The overall trend is positive (but only slightly), Doukas told Fortune. Spending on clean energy went from 23 percent of all investments in 2014 to 36 percent last year, while fossil fuel spending dipped from 31 percent to 27 percent over the same period. But he said that transition is happening far too slowly.
“If you asked me back in 2014, when spending was 23 percent of the total, what it would need to be five years later, I would have said it should be at least 50 percent, if not more,” Doukas said.
Comparing figures is not perfect. Sonia Dunlop, a senior policy advisor with climate think tank E3G, noted that funding for a major project in one area can make trendlines “lumpy”—often showing healthy growth one year, an apparent slowdown the next—but she said that long-term trends are clear.
Though investments in coal mining have all but disappeared, analysts said multilateral banks still invest in companies related to the coal sector. Most investments are in the natural gas sector, which energy companies bill as a cleaner “bridge technology.”
But Doukas said that since natural gas projects have lifespans measuring in the decades, a plant built today will likely be in operation well past mid-century, which is when the IPCC says pathways to keeping global warming below 1.5 degrees should be phased out.

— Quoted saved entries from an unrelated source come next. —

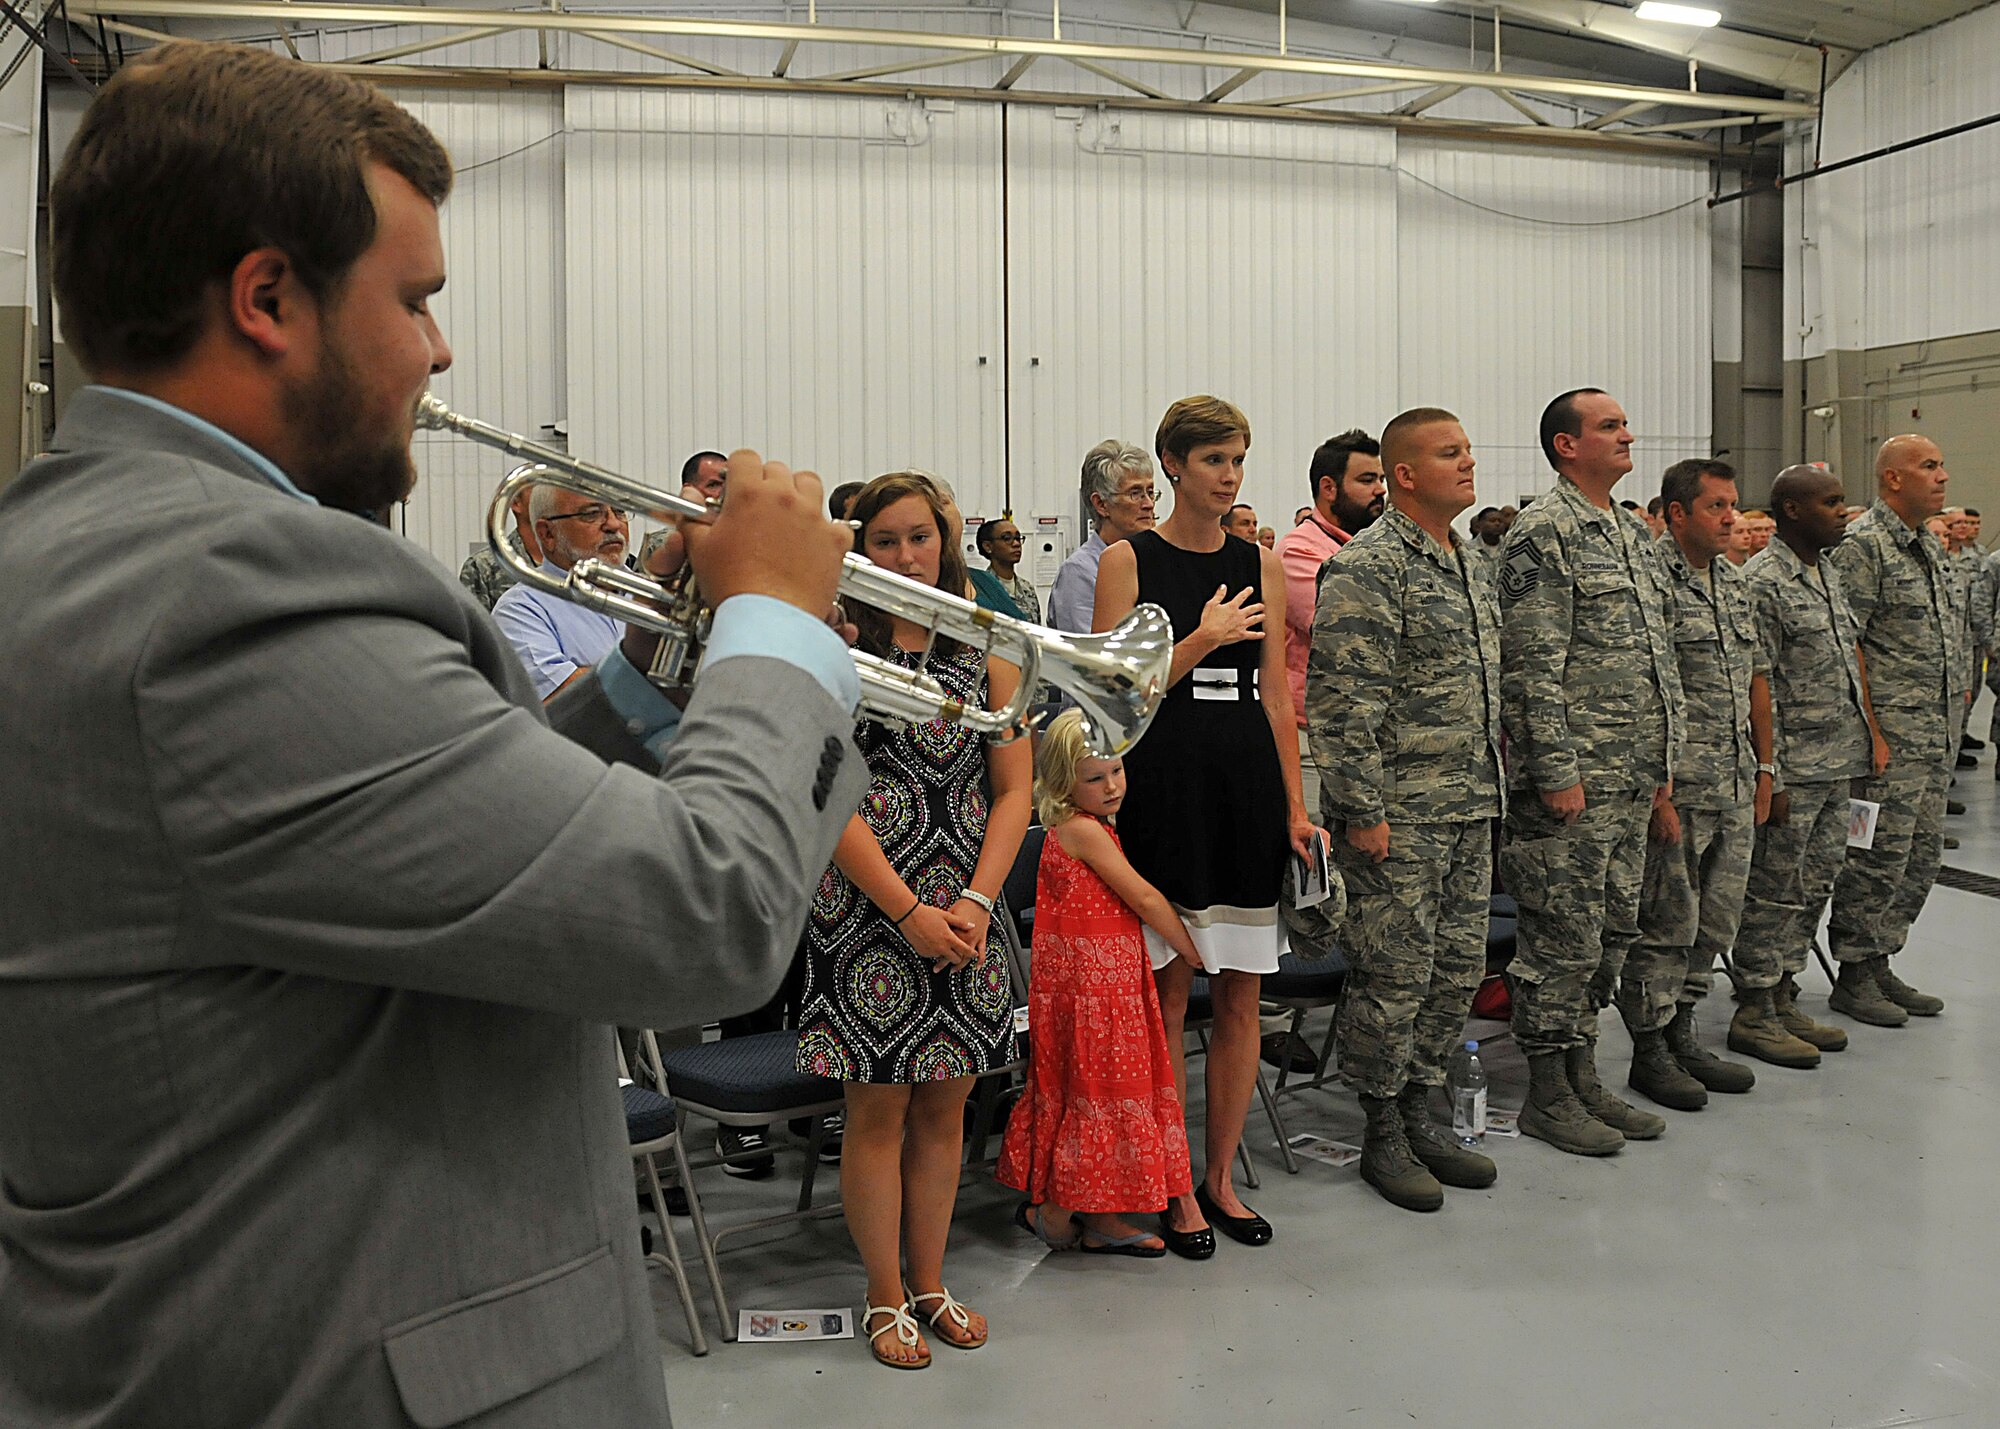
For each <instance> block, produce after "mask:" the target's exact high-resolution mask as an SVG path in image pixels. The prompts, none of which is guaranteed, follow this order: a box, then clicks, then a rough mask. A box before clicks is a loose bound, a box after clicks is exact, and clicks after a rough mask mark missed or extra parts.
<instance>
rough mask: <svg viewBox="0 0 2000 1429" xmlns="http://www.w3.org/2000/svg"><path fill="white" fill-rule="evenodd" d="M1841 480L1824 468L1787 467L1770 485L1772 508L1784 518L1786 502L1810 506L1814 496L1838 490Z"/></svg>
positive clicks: (1797, 466)
mask: <svg viewBox="0 0 2000 1429" xmlns="http://www.w3.org/2000/svg"><path fill="white" fill-rule="evenodd" d="M1838 486H1840V478H1838V476H1834V474H1832V472H1830V470H1826V468H1824V466H1786V468H1784V470H1782V472H1778V478H1776V480H1772V484H1770V508H1772V510H1774V512H1776V514H1778V518H1780V520H1782V518H1784V502H1788V500H1796V502H1798V504H1800V506H1804V504H1808V502H1810V500H1812V498H1814V496H1822V494H1826V492H1828V490H1830V488H1838Z"/></svg>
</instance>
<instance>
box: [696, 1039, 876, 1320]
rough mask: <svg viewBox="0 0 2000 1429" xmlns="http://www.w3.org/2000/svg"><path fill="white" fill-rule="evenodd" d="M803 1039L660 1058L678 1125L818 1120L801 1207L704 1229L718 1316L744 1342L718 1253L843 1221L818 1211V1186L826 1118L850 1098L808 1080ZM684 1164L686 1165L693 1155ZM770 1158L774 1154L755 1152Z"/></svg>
mask: <svg viewBox="0 0 2000 1429" xmlns="http://www.w3.org/2000/svg"><path fill="white" fill-rule="evenodd" d="M796 1061H798V1033H794V1031H780V1033H752V1035H750V1037H730V1039H726V1041H720V1043H702V1045H700V1047H678V1049H674V1051H670V1053H666V1055H664V1057H660V1069H662V1073H664V1077H666V1091H668V1095H670V1097H672V1099H674V1109H676V1113H678V1121H680V1125H682V1127H686V1119H688V1113H694V1115H700V1117H708V1119H710V1121H714V1123H716V1125H722V1127H764V1125H772V1127H774V1125H778V1123H780V1121H792V1119H798V1117H810V1119H812V1135H810V1137H808V1139H806V1171H804V1175H802V1177H800V1181H798V1209H794V1211H782V1213H778V1215H764V1217H756V1219H752V1221H740V1223H736V1225H726V1227H722V1229H716V1231H710V1229H708V1225H706V1221H698V1223H696V1235H698V1237H700V1243H702V1259H704V1263H706V1265H708V1275H710V1283H712V1285H714V1291H716V1313H718V1315H722V1339H724V1341H734V1339H736V1317H734V1315H732V1313H730V1301H728V1295H726V1291H724V1289H722V1271H720V1269H716V1253H718V1251H720V1249H722V1241H724V1237H730V1235H742V1233H746V1231H762V1229H766V1227H774V1225H790V1223H792V1221H814V1219H820V1217H828V1215H840V1205H838V1203H834V1205H812V1183H814V1177H816V1173H818V1169H820V1147H822V1145H824V1141H826V1121H824V1117H826V1113H830V1111H840V1107H842V1105H844V1097H842V1091H840V1083H836V1081H826V1079H824V1077H808V1075H804V1073H802V1071H798V1067H796ZM676 1155H680V1165H682V1167H686V1165H688V1161H686V1155H684V1153H676ZM748 1155H768V1153H748ZM724 1161H726V1157H720V1155H716V1157H702V1159H700V1163H698V1165H702V1167H714V1165H722V1163H724ZM682 1185H684V1187H686V1191H688V1209H690V1211H692V1209H694V1205H696V1199H694V1183H692V1179H690V1177H688V1171H686V1169H682Z"/></svg>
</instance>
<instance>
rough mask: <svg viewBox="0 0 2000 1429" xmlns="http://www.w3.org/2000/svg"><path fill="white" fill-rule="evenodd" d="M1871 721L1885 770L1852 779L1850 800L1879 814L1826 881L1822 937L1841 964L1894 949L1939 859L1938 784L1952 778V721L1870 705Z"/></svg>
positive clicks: (1955, 747) (1923, 908) (1939, 825)
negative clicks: (1824, 911) (1832, 892)
mask: <svg viewBox="0 0 2000 1429" xmlns="http://www.w3.org/2000/svg"><path fill="white" fill-rule="evenodd" d="M1926 714H1928V719H1926ZM1912 717H1916V719H1912ZM1876 719H1878V721H1882V737H1884V739H1886V741H1888V749H1890V761H1888V773H1882V775H1870V777H1868V779H1862V781H1856V791H1858V793H1856V795H1854V797H1856V799H1872V801H1874V803H1878V805H1882V813H1880V815H1878V817H1876V837H1874V847H1872V849H1848V861H1846V867H1842V871H1840V877H1838V879H1836V881H1834V919H1832V925H1830V927H1828V939H1830V941H1832V945H1834V957H1836V959H1840V961H1842V963H1864V961H1868V959H1872V957H1894V955H1896V953H1902V945H1904V943H1906V941H1908V937H1910V925H1912V923H1916V915H1918V913H1922V911H1924V899H1928V897H1930V885H1932V883H1936V881H1938V865H1940V863H1942V861H1944V789H1946V787H1948V785H1950V783H1952V761H1954V757H1956V753H1958V721H1956V719H1954V721H1946V719H1942V717H1936V714H1930V712H1928V710H1922V712H1918V710H1900V708H1894V706H1892V708H1878V710H1876ZM1946 723H1950V727H1952V731H1950V739H1946V737H1944V727H1946Z"/></svg>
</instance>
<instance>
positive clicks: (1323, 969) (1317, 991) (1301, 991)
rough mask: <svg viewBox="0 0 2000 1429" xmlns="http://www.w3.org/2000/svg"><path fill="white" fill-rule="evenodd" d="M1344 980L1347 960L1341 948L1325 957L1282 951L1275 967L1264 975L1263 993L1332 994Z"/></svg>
mask: <svg viewBox="0 0 2000 1429" xmlns="http://www.w3.org/2000/svg"><path fill="white" fill-rule="evenodd" d="M1346 981H1348V961H1346V957H1342V955H1340V949H1332V951H1328V955H1326V957H1302V955H1298V953H1284V955H1280V957H1278V971H1276V973H1266V975H1264V983H1262V991H1264V995H1266V997H1334V995H1336V993H1340V985H1342V983H1346Z"/></svg>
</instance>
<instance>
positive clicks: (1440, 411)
mask: <svg viewBox="0 0 2000 1429" xmlns="http://www.w3.org/2000/svg"><path fill="white" fill-rule="evenodd" d="M1440 422H1458V418H1456V416H1452V414H1450V412H1446V410H1444V408H1442V406H1412V408H1410V410H1408V412H1402V414H1400V416H1396V418H1392V420H1390V424H1388V426H1384V428H1382V464H1384V466H1386V468H1388V470H1396V464H1398V462H1402V464H1410V462H1414V460H1416V458H1418V454H1420V452H1422V446H1420V442H1418V436H1422V432H1424V428H1426V426H1438V424H1440Z"/></svg>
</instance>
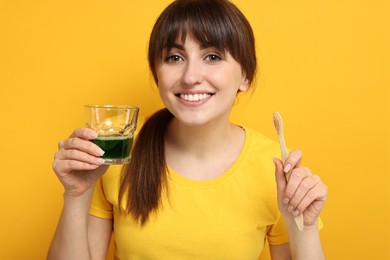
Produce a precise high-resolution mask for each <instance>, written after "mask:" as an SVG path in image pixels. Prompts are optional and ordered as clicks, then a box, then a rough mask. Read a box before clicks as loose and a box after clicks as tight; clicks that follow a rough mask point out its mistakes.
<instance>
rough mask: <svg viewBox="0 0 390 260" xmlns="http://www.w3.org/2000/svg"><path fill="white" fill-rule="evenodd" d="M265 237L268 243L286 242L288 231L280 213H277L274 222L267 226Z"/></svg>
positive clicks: (282, 243) (287, 238)
mask: <svg viewBox="0 0 390 260" xmlns="http://www.w3.org/2000/svg"><path fill="white" fill-rule="evenodd" d="M267 239H268V243H269V244H270V245H281V244H285V243H288V233H287V228H286V224H285V223H284V220H283V217H282V215H280V214H279V216H278V218H277V221H276V223H275V224H273V225H272V226H270V227H269V228H268V232H267Z"/></svg>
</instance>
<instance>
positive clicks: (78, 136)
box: [70, 127, 98, 140]
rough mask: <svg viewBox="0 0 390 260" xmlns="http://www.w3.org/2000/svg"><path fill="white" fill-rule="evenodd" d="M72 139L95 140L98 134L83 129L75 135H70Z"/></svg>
mask: <svg viewBox="0 0 390 260" xmlns="http://www.w3.org/2000/svg"><path fill="white" fill-rule="evenodd" d="M70 137H78V138H81V139H85V140H93V139H96V138H97V137H98V133H96V132H95V131H93V130H92V129H89V128H86V127H81V128H77V129H76V130H74V131H73V133H72V134H71V135H70Z"/></svg>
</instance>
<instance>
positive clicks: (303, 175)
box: [284, 168, 310, 201]
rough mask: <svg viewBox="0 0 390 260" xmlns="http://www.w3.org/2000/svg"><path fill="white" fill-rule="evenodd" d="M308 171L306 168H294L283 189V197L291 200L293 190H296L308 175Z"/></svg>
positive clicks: (294, 193)
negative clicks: (286, 182)
mask: <svg viewBox="0 0 390 260" xmlns="http://www.w3.org/2000/svg"><path fill="white" fill-rule="evenodd" d="M309 174H310V172H308V171H307V169H306V168H296V169H294V170H293V171H292V172H291V175H290V178H289V180H288V183H287V186H286V189H285V191H284V193H285V197H286V198H288V199H289V201H291V199H292V198H293V197H294V195H295V192H296V191H297V190H298V187H299V185H300V184H301V182H302V180H303V179H305V178H306V177H307V176H309Z"/></svg>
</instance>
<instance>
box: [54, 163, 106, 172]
mask: <svg viewBox="0 0 390 260" xmlns="http://www.w3.org/2000/svg"><path fill="white" fill-rule="evenodd" d="M98 167H99V165H97V164H89V163H86V162H80V161H75V160H55V161H54V162H53V170H54V172H56V173H57V174H61V173H65V174H67V173H69V172H71V171H87V170H95V169H96V168H98Z"/></svg>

“As long as there is more or less a dollar of investment in traditional fossil fuels for every dollar spent on green energy we’re never going to get to where we need to go,” Dunlop said in an interview. Dunlop echoed the calls of all the analysts Fortune interviewed for this article in saying that multilateral banks should stop investments in so-called brown energy.
That may take a while, according to Xavier Sol, director of Counter Balance, a public finance watchdog group.
“Energy companies are some of the most effective lobbyists and there are still many countries that want to hold onto fossil fuels,” Sol told Fortune. “The world should be seeing a dramatic shift but so far we are just seeing minor changes.”